MUNICH, Germany U.S. law firm Debevoise & Plimpton which presently screens Siemens financial transactions, has found that the bribery scandal at the German conglomerate is far bigger than previously believed. According to a report from German newspaper Sueddeutsche Zeitung, payments of "far more than 1 billion" ($1.37 billion) have probably been spent for bribery.
Former Siemens CEO Klaus Kleinfeld had hired Debevoise & Plimpton past November in order to conduct a comprehensive investigation. The auditors have made significant progress: While hitherto the sum used for bribery was estimated to already breathtaking 420 million, Debevoise & Plimpton experts now found that obviously the telecommunications arm alone spend some 900 million as slush money.
Besides the telecommunications unit, the power plant unit was very generous when it came to spend money for orders. Debevoise & Plimpton lawyers found presumable illicit earnings amounting to 250 to 300 million.

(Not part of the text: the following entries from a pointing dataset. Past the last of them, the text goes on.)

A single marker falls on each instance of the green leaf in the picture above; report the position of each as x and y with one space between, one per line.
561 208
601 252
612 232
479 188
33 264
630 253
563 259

In connection with bribery cases in the energy business, public prosecutors in Germany and Italy already are investigating since two years. They found that Siemens used a widely ramified network of front companies, mostly in Liechtenstein and the United Arab Emirates. In this context, a court in Darmstadt, Germany, had convicted two former Siemens managers in May 2007.
Some payments have been made already in the nineties, the paper writes, adding that some of the felonies might be already barred for prosecution.